From \(A = USV^T\), we get:
\[\begin{align} \dd A &= \dd U\ S V^T + U\ \dd S\ V^T + U S\ \dd V^T\\ &= U\ \db U\ S V^T + U\ \dd S\ V^T + U S\ \db V^T\ V^T\\ \end{align}\]where \(\dd U = U.\db U = \ds U.U\) is the (left/right) trivialization of tangent vector \(\dd U \in T_U O(n)\), in this case with \(\db U, \ds U \in \alg{o(n)}\) i.e. skew-symmetric matrices (see Lie groups for details).
From the above we get:
\[\begin{align} U^T \dd A V &= \db U\ S + \dd S + S\ \db V^T\\ &= \underbrace{\dd S}_{\text{diagonal}} \oplus \underbrace{\block{\db U\ S + S\ \db V^T}}_{\text{zero diag.}}\\ \end{align}\]from which we may already obtain \(\dd S\) from the diagonal. Let us now call \(R = \db U\ S + S\ \db V^T = \db U\ S - S \db V\) and fiddle around a bit to obtain:
\[\begin{align} RS &= \db U\ S^2 - S\ \db V\ S \\ (RS)^T &= S\ \db V\ S - S^2 \db U \\ \end{align}\]From this we obtain:
\[RS + (RS)^T = \db U\ S^2 - S^2 \db U\]which we may rewrite as:
\[RS + (RS)^T = \hat{S} \circ \db U\]where \(\hat{S} = \block{s_j^2 - s_i^2}_{i, j}\) is skew-symmetric. We then obtain \(\db U\) as:
\[\db U = \check{S}\circ \block{RS + (RS)^T}\]where \(\check{S}_{i,j} = \begin{cases}\frac{1}{s_j^2 - s_i^2} & i \neq j \\ 0 & i = j\end{cases}\)
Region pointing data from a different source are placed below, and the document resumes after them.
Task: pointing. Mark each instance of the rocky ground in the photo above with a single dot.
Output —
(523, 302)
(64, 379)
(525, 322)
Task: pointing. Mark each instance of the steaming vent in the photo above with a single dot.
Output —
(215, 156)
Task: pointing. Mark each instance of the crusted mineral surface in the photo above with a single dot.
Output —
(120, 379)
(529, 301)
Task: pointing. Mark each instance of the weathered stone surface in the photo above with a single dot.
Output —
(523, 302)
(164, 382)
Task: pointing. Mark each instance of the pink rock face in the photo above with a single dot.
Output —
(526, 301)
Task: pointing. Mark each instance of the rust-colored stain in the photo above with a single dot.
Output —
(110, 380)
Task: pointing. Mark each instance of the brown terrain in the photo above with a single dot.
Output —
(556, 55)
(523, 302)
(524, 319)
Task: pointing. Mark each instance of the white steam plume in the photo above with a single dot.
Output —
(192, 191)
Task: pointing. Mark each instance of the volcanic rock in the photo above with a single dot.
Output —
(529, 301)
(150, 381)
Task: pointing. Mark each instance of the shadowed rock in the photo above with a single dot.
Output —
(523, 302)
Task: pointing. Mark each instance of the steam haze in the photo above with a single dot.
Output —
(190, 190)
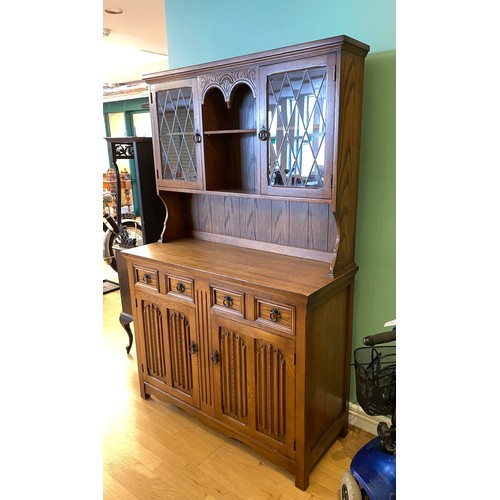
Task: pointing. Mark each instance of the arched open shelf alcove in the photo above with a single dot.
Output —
(230, 140)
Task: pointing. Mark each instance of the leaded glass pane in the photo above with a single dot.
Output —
(176, 130)
(296, 123)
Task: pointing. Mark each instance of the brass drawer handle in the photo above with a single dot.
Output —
(193, 347)
(274, 314)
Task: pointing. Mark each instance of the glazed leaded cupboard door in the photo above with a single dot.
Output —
(178, 138)
(296, 133)
(254, 380)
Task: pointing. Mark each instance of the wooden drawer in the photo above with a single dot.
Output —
(146, 277)
(180, 287)
(225, 300)
(279, 316)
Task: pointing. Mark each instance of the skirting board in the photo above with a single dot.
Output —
(358, 418)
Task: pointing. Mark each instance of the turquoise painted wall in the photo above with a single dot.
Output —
(208, 30)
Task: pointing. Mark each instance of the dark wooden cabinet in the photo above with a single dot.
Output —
(244, 308)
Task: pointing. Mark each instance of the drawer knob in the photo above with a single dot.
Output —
(274, 314)
(193, 347)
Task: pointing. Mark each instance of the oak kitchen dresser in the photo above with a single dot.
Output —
(243, 310)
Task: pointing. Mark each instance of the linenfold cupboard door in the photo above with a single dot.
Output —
(254, 377)
(168, 346)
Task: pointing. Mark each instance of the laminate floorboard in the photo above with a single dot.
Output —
(153, 450)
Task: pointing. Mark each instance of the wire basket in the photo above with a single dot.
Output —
(376, 379)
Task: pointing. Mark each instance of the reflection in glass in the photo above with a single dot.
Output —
(176, 130)
(296, 123)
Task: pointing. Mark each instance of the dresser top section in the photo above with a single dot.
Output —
(240, 265)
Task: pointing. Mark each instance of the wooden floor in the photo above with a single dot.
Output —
(152, 450)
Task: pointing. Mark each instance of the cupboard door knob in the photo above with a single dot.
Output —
(274, 314)
(263, 134)
(193, 347)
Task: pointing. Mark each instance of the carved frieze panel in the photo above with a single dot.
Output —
(226, 81)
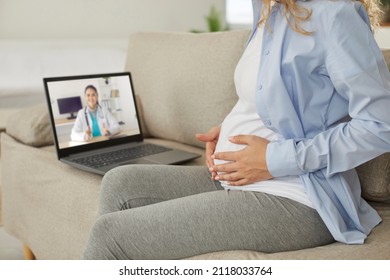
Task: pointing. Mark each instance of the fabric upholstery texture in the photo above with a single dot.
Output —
(183, 78)
(31, 126)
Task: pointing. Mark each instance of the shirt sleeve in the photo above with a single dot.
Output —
(360, 75)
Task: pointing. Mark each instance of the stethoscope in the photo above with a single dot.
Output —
(99, 113)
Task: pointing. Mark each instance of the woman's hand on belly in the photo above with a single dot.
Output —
(211, 140)
(245, 166)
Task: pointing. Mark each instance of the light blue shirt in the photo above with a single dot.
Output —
(328, 95)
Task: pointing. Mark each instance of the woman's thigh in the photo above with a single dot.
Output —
(139, 185)
(207, 222)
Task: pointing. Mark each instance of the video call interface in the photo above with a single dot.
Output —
(92, 110)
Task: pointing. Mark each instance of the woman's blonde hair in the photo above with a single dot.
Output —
(300, 14)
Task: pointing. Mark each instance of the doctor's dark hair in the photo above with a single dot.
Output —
(90, 87)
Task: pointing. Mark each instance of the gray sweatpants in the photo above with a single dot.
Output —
(173, 212)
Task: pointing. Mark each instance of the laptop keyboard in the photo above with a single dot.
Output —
(108, 158)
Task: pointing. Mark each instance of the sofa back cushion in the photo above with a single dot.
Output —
(184, 80)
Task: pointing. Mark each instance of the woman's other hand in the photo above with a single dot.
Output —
(211, 140)
(245, 166)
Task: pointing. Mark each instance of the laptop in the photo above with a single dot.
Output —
(109, 135)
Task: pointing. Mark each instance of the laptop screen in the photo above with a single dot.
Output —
(93, 111)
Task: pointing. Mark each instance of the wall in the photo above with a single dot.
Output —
(27, 19)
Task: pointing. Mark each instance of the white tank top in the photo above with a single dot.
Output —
(243, 119)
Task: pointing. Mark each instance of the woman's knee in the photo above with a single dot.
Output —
(101, 243)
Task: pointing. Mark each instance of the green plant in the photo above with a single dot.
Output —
(214, 22)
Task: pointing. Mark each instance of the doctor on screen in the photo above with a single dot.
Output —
(93, 120)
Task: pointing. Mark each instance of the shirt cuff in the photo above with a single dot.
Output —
(281, 160)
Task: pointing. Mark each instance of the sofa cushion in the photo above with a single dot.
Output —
(181, 85)
(374, 176)
(31, 126)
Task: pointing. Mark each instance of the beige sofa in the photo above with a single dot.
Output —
(184, 84)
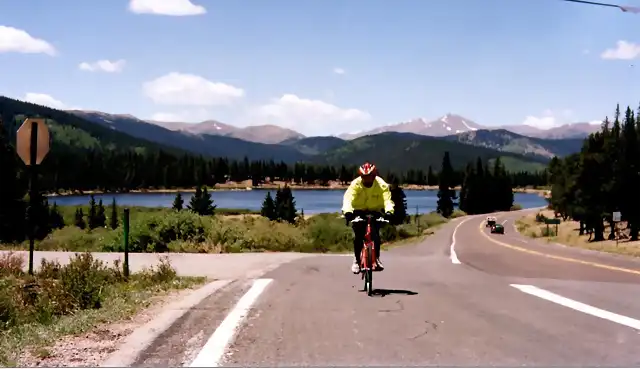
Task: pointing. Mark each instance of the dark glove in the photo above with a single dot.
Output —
(348, 217)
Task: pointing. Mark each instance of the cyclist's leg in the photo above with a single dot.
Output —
(377, 242)
(359, 230)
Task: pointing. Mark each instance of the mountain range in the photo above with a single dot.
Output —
(83, 130)
(449, 124)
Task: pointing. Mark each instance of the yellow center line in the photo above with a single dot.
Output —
(551, 256)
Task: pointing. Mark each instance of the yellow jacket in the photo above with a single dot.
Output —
(374, 198)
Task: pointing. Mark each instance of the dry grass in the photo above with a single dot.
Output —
(68, 300)
(568, 235)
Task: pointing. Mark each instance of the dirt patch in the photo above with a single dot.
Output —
(568, 234)
(94, 347)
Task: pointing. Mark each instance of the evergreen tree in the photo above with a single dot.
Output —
(466, 195)
(446, 194)
(79, 219)
(208, 208)
(201, 202)
(196, 199)
(268, 208)
(113, 219)
(39, 217)
(285, 205)
(630, 173)
(56, 221)
(399, 201)
(178, 202)
(101, 218)
(92, 217)
(432, 180)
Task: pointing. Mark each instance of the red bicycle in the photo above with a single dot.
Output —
(368, 255)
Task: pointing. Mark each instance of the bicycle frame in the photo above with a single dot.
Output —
(368, 255)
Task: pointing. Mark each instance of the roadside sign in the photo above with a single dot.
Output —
(24, 141)
(617, 216)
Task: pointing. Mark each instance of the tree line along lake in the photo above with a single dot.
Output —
(311, 201)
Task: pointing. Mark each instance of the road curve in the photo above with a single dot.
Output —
(501, 306)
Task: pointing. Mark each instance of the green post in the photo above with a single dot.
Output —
(33, 190)
(125, 226)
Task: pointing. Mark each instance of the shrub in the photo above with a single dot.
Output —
(83, 280)
(458, 213)
(326, 232)
(540, 218)
(154, 232)
(11, 264)
(72, 238)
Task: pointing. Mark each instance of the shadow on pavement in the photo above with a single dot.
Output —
(384, 292)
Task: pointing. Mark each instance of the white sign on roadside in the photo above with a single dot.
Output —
(617, 216)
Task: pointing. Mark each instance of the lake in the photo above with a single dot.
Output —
(312, 201)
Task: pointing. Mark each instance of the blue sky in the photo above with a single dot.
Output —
(249, 62)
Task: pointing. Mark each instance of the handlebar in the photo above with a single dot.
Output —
(360, 219)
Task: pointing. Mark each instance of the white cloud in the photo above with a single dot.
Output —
(624, 50)
(310, 116)
(549, 119)
(175, 8)
(103, 66)
(44, 99)
(48, 101)
(19, 41)
(188, 89)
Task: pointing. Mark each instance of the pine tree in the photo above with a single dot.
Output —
(196, 198)
(56, 221)
(201, 202)
(268, 208)
(39, 217)
(432, 180)
(208, 208)
(113, 219)
(446, 194)
(178, 202)
(285, 205)
(92, 219)
(79, 219)
(101, 218)
(466, 190)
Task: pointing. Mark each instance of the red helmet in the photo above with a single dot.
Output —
(367, 169)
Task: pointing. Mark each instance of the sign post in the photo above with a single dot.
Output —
(617, 217)
(555, 221)
(32, 145)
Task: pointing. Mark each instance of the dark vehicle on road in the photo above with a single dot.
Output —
(497, 228)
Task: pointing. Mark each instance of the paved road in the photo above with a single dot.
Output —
(510, 302)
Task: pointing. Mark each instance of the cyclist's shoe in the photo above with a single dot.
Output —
(355, 267)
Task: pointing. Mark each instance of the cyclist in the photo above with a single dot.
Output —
(368, 192)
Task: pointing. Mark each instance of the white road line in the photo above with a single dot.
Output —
(213, 351)
(584, 308)
(452, 250)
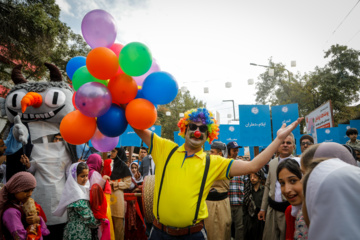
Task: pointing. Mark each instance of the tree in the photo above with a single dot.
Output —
(338, 81)
(180, 104)
(31, 34)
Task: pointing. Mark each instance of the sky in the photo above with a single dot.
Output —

TODO what if \(s_i = s_j\)
Similarly, we get \(\block{SR + (SR)^T} = \hat{S} \circ \db V\) and obtain \(\db V\) as
\[\db V = \check{S}\circ \block{SR + (SR)^T}\]TODO REDO
We want to compute \(f: A \mapsto UV^T\) to get the closest orientation to a given invertible linear map. The derivative gives:
\[\begin{align} \dd f(A).\dd A &= \dd U\ V^T + U\ \dd V^T \\ &= U\ \db U V^T + U\ \db V^T V^T \\ &= U\underbrace{\block{\db U + \db V^T}}_Y V^T \\ \end{align}\]from the above, we obtain \(Y\) as:
\[\begin{align} Y &= W + Z + \block{W - Z}^T\\ &= 2Z \end{align}\]so that we only have to identify \(Z\) from the skew-symmetric part \(R_-\), which is well-defined when \(S > 0\). We end up with:
\[\dd f(A).\dd A = 2 U Z V^T\]which we can express as a spatial derivative as:
\[\ds f(A).\dd A = 2 U Z U^T = 2 \Ad_U Z\]The whole sequence of computations can be decomposed as follows:
\[\dd A \overset{G}{\mapsto} U^T\ \dd A\ V \overset{\pi}{\mapsto} R_- \overset{F}{\mapsto} Z \overset{2\Ad_U} \mapsto \ds f(A).\dd A\]The operator \(G\) is simply \(\dd L_{U^T}\ \dd R_V\). The operator \(\pi\) projects orthogonally over the set of skew-symmetric matrices, and the operator \(F\) selects/identifies \(z_1, z_2, z_3\) from the coordinates of \(R_-\).